You can load a storable with a stream just as you would load one without a stream:

from labox.core import load_one

async with new_async_session() as session:
    loaded_obj = await load_one(record, ExperimentData, session=session, registry=registry)
    async for df in loaded_obj.result_stream:
        ...

However, since streams can hold onto resources (like file handles or network connections), you may optionall pass an AsyncExitStack to the loader which will define the lifetime of any streams within the storable. Specifically, the stack will ensure that the aclose method of any underlying generators is called when the exit stack is closed.

from contextlib import AsyncExitStack

from labox.core import load_one

async with (
    AsyncExitStack() as stack,
    new_async_session() as session,
):
    loaded_obj = await load_one(
        record,
        ExperimentData,
        session=session,
        registry=registry,
        stack=stack,
    )
    # Use the stream inside the context
    stream = loaded_obj.result_stream

# After the context exits, the stream will have been closed.

If a stack is not provided the stream will be closed automatically after is has been garbage collected.
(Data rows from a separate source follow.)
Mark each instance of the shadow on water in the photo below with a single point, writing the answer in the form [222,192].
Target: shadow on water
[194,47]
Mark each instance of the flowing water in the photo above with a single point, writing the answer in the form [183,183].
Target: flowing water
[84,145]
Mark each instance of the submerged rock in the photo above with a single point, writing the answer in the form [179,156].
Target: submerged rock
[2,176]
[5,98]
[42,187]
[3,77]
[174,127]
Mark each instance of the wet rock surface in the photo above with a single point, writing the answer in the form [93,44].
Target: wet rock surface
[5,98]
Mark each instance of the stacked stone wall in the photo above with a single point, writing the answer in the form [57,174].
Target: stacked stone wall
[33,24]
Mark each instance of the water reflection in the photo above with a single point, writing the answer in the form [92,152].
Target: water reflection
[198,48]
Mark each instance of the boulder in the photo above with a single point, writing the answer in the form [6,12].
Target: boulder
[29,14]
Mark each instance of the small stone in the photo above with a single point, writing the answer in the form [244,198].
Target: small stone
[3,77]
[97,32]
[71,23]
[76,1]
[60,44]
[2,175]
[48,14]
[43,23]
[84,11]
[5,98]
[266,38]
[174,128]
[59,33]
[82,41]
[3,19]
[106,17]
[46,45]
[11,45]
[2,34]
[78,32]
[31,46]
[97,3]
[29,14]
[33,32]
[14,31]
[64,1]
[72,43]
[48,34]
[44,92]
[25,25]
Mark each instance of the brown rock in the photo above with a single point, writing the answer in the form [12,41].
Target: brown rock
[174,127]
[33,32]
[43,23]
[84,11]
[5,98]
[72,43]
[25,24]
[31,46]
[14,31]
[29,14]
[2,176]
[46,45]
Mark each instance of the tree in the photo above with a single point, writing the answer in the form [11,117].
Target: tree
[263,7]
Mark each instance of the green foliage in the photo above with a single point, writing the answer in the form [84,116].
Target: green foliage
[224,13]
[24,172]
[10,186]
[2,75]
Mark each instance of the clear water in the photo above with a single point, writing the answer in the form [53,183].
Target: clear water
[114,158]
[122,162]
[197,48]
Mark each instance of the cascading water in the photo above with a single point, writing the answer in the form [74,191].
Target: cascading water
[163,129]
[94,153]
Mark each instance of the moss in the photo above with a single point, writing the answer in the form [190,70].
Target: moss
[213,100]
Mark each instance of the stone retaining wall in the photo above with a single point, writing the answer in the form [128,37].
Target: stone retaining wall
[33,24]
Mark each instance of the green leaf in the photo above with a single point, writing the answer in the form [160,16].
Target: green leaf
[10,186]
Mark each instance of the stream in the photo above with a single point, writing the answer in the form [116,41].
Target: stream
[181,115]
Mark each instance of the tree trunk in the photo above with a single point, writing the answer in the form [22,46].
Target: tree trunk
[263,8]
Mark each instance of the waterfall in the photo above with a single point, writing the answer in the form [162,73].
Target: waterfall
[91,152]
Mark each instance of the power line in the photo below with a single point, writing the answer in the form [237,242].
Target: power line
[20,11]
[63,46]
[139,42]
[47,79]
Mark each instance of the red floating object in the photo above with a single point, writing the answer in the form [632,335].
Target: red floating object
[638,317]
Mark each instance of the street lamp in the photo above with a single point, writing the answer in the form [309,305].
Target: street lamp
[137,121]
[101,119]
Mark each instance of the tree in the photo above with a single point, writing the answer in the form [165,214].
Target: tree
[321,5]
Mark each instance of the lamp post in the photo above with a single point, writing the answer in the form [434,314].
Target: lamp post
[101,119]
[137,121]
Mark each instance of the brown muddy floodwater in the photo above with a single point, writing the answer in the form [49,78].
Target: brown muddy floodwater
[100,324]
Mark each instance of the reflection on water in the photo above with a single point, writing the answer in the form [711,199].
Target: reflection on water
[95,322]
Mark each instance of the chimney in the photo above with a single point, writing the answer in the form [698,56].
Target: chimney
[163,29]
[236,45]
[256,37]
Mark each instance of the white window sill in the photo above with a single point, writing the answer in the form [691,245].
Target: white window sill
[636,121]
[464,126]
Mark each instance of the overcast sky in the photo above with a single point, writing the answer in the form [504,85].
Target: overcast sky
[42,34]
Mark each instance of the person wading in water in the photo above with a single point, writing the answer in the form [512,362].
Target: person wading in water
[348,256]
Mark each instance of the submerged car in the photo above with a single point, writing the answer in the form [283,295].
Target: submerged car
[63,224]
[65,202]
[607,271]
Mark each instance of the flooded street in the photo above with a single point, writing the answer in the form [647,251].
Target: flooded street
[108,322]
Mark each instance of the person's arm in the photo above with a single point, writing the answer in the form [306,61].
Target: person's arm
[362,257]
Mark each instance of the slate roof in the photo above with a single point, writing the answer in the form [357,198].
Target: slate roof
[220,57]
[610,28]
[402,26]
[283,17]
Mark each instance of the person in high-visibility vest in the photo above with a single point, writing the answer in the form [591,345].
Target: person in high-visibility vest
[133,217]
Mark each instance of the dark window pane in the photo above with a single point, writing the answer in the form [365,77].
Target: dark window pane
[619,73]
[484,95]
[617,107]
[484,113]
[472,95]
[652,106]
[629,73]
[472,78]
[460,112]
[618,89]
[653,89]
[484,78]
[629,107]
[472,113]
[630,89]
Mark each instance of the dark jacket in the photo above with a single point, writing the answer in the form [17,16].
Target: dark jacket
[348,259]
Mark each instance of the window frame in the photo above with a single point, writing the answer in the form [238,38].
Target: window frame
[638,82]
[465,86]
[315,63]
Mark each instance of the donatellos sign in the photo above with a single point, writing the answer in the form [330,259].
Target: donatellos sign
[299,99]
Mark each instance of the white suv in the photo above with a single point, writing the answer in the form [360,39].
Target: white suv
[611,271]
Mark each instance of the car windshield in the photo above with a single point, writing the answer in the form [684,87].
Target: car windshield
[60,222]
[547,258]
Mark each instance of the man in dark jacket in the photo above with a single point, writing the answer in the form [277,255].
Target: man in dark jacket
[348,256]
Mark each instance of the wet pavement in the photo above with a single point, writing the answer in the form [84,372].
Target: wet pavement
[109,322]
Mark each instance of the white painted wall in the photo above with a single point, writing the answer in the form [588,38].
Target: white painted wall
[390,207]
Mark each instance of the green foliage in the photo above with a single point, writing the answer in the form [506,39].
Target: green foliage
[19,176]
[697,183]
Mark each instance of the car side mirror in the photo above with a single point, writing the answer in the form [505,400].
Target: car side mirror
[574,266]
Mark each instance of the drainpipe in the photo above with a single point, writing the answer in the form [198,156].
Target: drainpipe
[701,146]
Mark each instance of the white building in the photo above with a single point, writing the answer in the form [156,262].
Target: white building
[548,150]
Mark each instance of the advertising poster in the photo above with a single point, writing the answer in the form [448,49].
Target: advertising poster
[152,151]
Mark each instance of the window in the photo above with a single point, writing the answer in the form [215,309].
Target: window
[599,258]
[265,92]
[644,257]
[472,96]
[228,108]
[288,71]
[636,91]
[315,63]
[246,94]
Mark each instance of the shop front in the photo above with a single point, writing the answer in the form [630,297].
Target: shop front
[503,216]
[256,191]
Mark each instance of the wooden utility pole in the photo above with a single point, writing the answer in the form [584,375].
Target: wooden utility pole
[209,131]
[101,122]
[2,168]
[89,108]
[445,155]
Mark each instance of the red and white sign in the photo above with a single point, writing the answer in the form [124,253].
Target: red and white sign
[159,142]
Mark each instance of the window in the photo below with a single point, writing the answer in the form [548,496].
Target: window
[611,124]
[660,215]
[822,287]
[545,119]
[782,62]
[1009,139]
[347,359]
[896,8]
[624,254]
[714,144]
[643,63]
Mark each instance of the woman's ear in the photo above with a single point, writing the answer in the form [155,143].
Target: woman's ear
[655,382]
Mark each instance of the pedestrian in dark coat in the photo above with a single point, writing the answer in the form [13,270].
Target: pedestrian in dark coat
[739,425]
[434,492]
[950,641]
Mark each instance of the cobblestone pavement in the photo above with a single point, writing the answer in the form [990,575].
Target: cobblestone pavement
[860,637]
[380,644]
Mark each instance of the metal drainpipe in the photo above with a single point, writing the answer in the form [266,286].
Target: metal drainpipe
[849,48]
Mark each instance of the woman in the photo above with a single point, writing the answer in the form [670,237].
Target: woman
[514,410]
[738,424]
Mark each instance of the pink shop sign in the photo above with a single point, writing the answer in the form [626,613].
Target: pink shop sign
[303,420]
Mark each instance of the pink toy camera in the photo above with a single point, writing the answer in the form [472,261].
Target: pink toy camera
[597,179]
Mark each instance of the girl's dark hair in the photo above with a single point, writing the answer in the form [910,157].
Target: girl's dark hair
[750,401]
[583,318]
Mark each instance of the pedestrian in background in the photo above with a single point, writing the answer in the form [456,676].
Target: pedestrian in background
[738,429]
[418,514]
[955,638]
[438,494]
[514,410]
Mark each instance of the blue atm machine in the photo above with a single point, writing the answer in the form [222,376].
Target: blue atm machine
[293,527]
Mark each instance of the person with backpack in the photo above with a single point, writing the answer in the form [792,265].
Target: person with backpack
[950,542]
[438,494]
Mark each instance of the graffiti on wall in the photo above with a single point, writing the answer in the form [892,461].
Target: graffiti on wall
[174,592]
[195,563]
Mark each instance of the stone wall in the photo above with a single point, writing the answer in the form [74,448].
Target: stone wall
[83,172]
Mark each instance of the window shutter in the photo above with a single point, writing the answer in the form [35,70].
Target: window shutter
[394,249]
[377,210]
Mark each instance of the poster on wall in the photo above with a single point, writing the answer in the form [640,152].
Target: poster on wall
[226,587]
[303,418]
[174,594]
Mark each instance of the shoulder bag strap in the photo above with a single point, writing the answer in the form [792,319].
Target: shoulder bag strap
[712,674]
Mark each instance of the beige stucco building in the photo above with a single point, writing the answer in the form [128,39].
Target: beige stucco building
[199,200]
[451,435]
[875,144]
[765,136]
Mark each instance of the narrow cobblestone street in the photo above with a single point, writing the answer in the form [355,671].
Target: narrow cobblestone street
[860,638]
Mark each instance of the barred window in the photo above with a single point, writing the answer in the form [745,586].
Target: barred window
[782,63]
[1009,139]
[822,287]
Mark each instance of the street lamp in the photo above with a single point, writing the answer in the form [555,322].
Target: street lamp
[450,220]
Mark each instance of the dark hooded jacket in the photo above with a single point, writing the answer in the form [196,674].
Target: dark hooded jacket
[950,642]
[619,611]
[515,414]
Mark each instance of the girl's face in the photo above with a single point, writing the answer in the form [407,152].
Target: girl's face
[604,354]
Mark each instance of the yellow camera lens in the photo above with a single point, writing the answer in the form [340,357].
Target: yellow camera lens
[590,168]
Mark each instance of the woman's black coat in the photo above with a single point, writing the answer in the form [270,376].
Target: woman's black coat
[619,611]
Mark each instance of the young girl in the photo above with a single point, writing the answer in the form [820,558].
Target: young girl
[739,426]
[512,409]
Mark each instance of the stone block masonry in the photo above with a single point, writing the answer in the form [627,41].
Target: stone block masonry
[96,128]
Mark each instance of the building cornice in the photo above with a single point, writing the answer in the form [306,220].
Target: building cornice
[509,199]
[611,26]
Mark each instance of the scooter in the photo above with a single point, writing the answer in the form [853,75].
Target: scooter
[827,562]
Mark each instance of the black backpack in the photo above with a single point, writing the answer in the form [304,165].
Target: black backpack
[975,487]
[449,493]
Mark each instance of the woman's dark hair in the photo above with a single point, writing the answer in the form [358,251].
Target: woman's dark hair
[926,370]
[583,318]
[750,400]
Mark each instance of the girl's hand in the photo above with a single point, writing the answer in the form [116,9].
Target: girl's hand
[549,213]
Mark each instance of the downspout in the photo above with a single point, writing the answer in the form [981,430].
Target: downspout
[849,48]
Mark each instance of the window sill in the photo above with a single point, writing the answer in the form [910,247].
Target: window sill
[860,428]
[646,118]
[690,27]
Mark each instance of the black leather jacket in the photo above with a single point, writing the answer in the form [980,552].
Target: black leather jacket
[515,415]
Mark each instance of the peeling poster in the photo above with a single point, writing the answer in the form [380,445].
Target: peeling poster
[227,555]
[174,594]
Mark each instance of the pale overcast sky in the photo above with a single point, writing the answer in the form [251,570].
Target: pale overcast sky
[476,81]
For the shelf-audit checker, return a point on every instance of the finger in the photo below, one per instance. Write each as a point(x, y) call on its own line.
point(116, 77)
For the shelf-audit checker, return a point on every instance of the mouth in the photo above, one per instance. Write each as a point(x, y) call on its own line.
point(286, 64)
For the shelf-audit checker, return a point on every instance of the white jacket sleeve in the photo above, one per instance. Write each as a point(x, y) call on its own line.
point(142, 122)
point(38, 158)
See PEP-525 for more information on async generator finalization.

Adding Tags

You can add tags when saving storables. These tags are included in the manifest record and passed to the underlying storage when saving each piece of content. Tags are provided as a dictionary of string key-value pairs. This is useful for adding metadata to your records, such as billing information, project names, or any other relevant information that can help you identify and manage your saved data.

from labox.core import save_one

obj = ExperimentData(
    experiment_name="protein_folding_analysis_trial_1",
    parameters={"temperature": 298.15, "ph": 7.4, "concentration": 0.1},
    results={"binding_affinity": [12.3, 15.7, 9.8], "stability": [85.2, 78.9, 92.1]},
)
async with new_async_session() as session:
    record = save_one(
        obj,
        session=session,
        registry=registry,
        tags={
            "funding_source": "nsf_grant_12345",
            "project": "protein_dynamics_2024",
            "phase": "initial_screening",
        },
    )

This is similarly possible when saving in bulk with the new_saver context manager's saver.save_soon method.